Fifty-seven families from Sangkum Thmei village claim the development will displace them from farmland they have been working since the early 1990s and claim to own. Villagers said earlier this week that armed police and military had threatened them with arrest over the dispute.

“Villagers have temporary documents to prove ownership of the farmland,” said Men Sara, provincial investigator for the human rights group Adhoc. He said each family owned between three and 10 hectares of farmland, and that the documents had been signed by local authorities in 1998.

Mr Sara, who is investigating the allegations with three other rights workers from Licadho’s Pursat Office and the UN’s Office of the High Commissioner for Human Rights in Battambang, met Wednesday with a committee for resolving the dispute, consisting of local authorities, police and RCAF’s 825th border battalion.

He said they were told the committee wanted to speak peacefully with villagers.

“Villagers are so frightened,” said Licadho investigator Soeng Senkaruna, “because plenty of the committee officials are armed soldiers, police and military too.”

Local authorities dismissed the allegations of intimidation and claimed only state-owned land would be developed.

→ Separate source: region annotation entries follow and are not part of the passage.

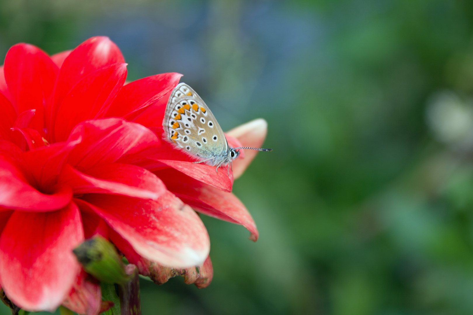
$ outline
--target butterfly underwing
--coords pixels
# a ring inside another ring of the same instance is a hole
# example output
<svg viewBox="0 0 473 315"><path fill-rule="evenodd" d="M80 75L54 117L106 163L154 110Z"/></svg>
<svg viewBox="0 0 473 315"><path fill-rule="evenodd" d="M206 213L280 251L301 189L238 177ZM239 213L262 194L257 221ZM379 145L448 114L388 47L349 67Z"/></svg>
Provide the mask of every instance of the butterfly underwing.
<svg viewBox="0 0 473 315"><path fill-rule="evenodd" d="M220 125L195 91L184 83L171 93L163 119L164 138L189 155L216 166L238 157L239 149L271 151L258 148L231 148Z"/></svg>

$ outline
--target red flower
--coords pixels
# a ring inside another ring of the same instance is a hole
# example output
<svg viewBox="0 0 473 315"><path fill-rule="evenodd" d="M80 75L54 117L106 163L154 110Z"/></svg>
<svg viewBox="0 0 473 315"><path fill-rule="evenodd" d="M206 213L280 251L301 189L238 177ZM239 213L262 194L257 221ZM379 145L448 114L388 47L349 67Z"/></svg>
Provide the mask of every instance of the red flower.
<svg viewBox="0 0 473 315"><path fill-rule="evenodd" d="M164 107L181 75L123 85L124 62L113 43L97 37L51 57L18 44L0 69L0 284L26 309L63 303L98 313L99 287L79 272L71 251L96 234L157 282L182 274L208 285L209 237L186 204L257 238L230 192L233 173L193 164L160 140ZM228 138L259 146L265 133L259 119ZM245 153L234 163L235 176L254 157ZM197 274L188 268L196 265Z"/></svg>

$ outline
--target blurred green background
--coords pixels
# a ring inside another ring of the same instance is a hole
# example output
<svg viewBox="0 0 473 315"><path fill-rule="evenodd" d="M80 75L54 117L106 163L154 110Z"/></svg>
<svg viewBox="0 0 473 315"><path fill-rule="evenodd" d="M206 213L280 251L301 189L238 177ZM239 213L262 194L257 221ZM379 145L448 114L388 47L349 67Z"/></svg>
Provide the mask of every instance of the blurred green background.
<svg viewBox="0 0 473 315"><path fill-rule="evenodd" d="M202 216L211 285L143 280L144 315L473 314L473 2L0 0L2 56L96 35L274 149L234 187L260 239Z"/></svg>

“The development is not going to displace local villagers, and their farmland will never be affected,” provincial governor Khoy Sokha said, adding that the committee planned to carry out an impact assessment study.

Thma Da commune police chief Suon Khut said that no armed forces had threatened villagers and that the villagers had illegally cleared land belonging to the government.

“We never intimidate villagers, but some of these people don’t come to us to handle their documents to see whether they are the real or the fake ones,” he said.